[osg-users] OSGPL - Legal questions on version and compatibility

Robert Osfield robert.osfield at gmail.com
Wed Mar 6 04:19:27 PST 2019

On Wed, 6 Mar 2019 at 10:42, Matthias Schütze <matthi.schuetze at gmail.com> wrote:
> Currently, I am checking the possibilities to update my company's proprietary application from using OSG 3.0.1 to use a newer version. On GitHub, I could see that with OSG 3.4 the license document changed from OSGPLv0.0 to OSGPLv1.0. There are only minor differences and I understand that the wxWindows exception still allows dynamic and static linking, even in a proprietary application.

Yes, you should be able to still use OSG-3.4.x/3.6.x in your
application, statically or dynamically linking.  The license change
does not change the intent of the licence.

>rsions (e.g. by the Free Software Foundation) and several hints on the OSG website.
> Question 1: Why is OSGPLv1.0 based on "LGPL-2.1-only" (instead of "LGPL" as OSGPLv0.0)?
> I assume that the licensee cannot change the underlying LGPL version from 2.1 to any later version (nor any former). Is this interpretation correct?

I simply updated to the modern versions of licenses.

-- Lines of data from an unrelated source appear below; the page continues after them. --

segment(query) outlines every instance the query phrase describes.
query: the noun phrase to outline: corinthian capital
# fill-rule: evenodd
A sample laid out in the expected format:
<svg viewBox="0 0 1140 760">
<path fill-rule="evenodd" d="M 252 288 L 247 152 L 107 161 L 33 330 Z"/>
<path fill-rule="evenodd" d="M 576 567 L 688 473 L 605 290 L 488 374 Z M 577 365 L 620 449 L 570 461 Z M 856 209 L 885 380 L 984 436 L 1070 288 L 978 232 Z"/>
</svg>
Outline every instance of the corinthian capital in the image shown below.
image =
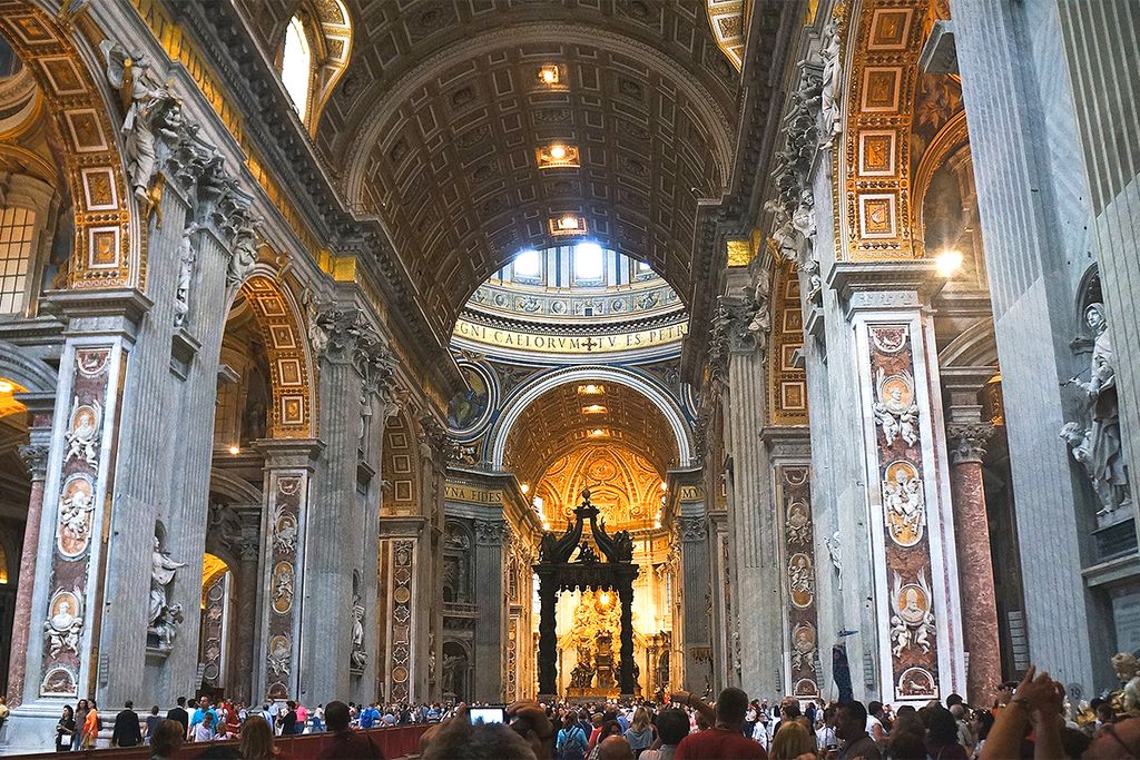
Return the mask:
<svg viewBox="0 0 1140 760">
<path fill-rule="evenodd" d="M 986 422 L 948 423 L 946 438 L 950 441 L 951 464 L 982 461 L 986 456 L 986 441 L 993 432 L 994 426 Z"/>
</svg>

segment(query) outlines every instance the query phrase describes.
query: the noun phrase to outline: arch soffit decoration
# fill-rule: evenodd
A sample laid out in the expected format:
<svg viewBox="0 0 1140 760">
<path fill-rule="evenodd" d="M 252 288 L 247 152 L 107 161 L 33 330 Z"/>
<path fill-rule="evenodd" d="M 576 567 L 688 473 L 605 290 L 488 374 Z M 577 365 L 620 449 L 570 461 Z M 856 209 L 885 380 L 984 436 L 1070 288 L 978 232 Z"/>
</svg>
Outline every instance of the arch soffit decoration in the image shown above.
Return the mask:
<svg viewBox="0 0 1140 760">
<path fill-rule="evenodd" d="M 272 409 L 270 438 L 316 438 L 318 399 L 308 335 L 301 330 L 299 309 L 277 272 L 258 264 L 241 286 L 252 307 L 269 359 Z"/>
<path fill-rule="evenodd" d="M 563 52 L 510 52 L 519 49 L 520 39 L 557 47 Z M 618 96 L 600 97 L 598 84 L 596 91 L 585 95 L 604 107 L 589 108 L 581 105 L 584 93 L 573 87 L 561 92 L 531 92 L 526 82 L 514 81 L 520 67 L 532 65 L 537 71 L 549 57 L 567 58 L 587 47 L 620 57 L 629 67 L 627 79 L 632 84 L 622 84 L 622 79 L 619 87 L 627 87 L 638 98 L 645 98 L 644 93 L 653 88 L 674 97 L 679 93 L 683 105 L 670 112 L 671 121 L 660 114 L 640 115 L 637 119 L 645 120 L 645 125 L 638 122 L 636 129 L 644 132 L 645 139 L 630 142 L 629 134 L 614 125 L 629 122 L 629 114 L 638 113 L 638 108 L 649 111 L 648 105 L 618 104 L 622 107 L 617 108 Z M 469 83 L 456 73 L 457 68 L 471 66 L 473 56 L 488 57 L 486 65 L 499 68 L 496 75 L 500 79 L 479 72 L 478 81 Z M 596 60 L 585 59 L 569 67 L 581 66 L 597 68 Z M 604 80 L 601 73 L 597 77 Z M 490 103 L 471 95 L 475 88 L 491 90 L 491 82 L 498 81 L 508 84 L 494 87 L 507 91 L 491 96 Z M 408 270 L 425 295 L 429 312 L 442 316 L 441 328 L 450 328 L 471 293 L 521 247 L 556 245 L 559 240 L 549 234 L 547 221 L 563 212 L 581 215 L 589 232 L 610 247 L 636 259 L 648 258 L 679 294 L 690 293 L 689 244 L 699 207 L 709 198 L 719 199 L 725 191 L 732 165 L 730 132 L 735 121 L 691 72 L 652 47 L 620 34 L 537 23 L 454 46 L 399 80 L 378 98 L 380 108 L 369 109 L 376 101 L 372 96 L 382 92 L 381 87 L 374 84 L 358 99 L 369 104 L 353 109 L 352 120 L 361 124 L 358 129 L 339 138 L 332 128 L 323 134 L 333 136 L 334 145 L 340 144 L 342 150 L 334 149 L 334 154 L 347 155 L 343 173 L 348 177 L 350 205 L 382 216 L 397 248 L 407 261 L 415 262 Z M 449 99 L 443 98 L 445 90 L 454 90 Z M 457 105 L 456 98 L 464 91 L 471 104 Z M 504 104 L 513 105 L 506 108 Z M 497 113 L 504 108 L 506 112 Z M 557 115 L 561 122 L 531 125 L 539 109 Z M 447 115 L 446 121 L 441 114 Z M 592 124 L 591 120 L 596 121 Z M 401 123 L 416 121 L 431 124 L 424 128 L 426 137 L 422 129 L 400 129 Z M 512 124 L 532 134 L 519 142 L 520 132 L 510 133 Z M 612 132 L 604 140 L 609 146 L 605 149 L 591 146 L 587 139 L 600 130 Z M 703 141 L 686 139 L 686 130 L 707 136 L 707 147 L 698 147 Z M 496 131 L 503 134 L 496 137 Z M 508 138 L 521 146 L 513 149 L 510 161 L 487 154 L 488 146 L 495 142 L 511 144 Z M 555 173 L 538 170 L 528 154 L 551 139 L 578 142 L 584 169 Z M 409 141 L 415 147 L 409 147 Z M 658 148 L 646 147 L 651 142 Z M 690 146 L 692 155 L 685 153 L 685 146 Z M 456 155 L 443 161 L 448 153 Z M 657 161 L 658 154 L 674 158 Z M 416 187 L 424 175 L 437 173 L 441 183 L 438 194 L 429 193 L 426 186 Z M 457 194 L 454 187 L 445 187 L 453 182 L 470 183 L 471 191 Z M 662 219 L 669 221 L 659 221 Z M 445 220 L 451 223 L 443 224 Z M 459 237 L 449 229 L 459 229 Z"/>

> Question 2: Could the proprietary application link to both, OSG under OSGPLv1.0 and another shared library under LGPLv3?
> I am concerned about combining an LGPL-2.1-only-library and an LGPLv3-library since the resulting work has to use GPLv3 (according to David A. Wheelers "FLOSS License Slide", see online). I assume that this is only the case, when combining the source codes of the libraries. When using the libraries by dynamic linking, I assume that this combination is possible without any license compatibility adaptions, provided that
>          the OSGPLv1.0 license terms (source code distribution, copyright, warranty disclaimer etc.) are satisfied for OSG
>          the LGPLv3 license terms (source code distribution, copyright, warranty disclaimer etc.) are satisfied for the other shared library
>          the proprietary application can have its own license terms
> Could anybody please confirm or correct my understanding of these relations? Are there any other specifics for such a combination?

As far as I understand, you aren't mixing in OSG code with another
library with a different license, you are just linking to both so the
licenses shouldn't conflict with each other -  as long as you honour
the individual licenses with how you use them in your applications.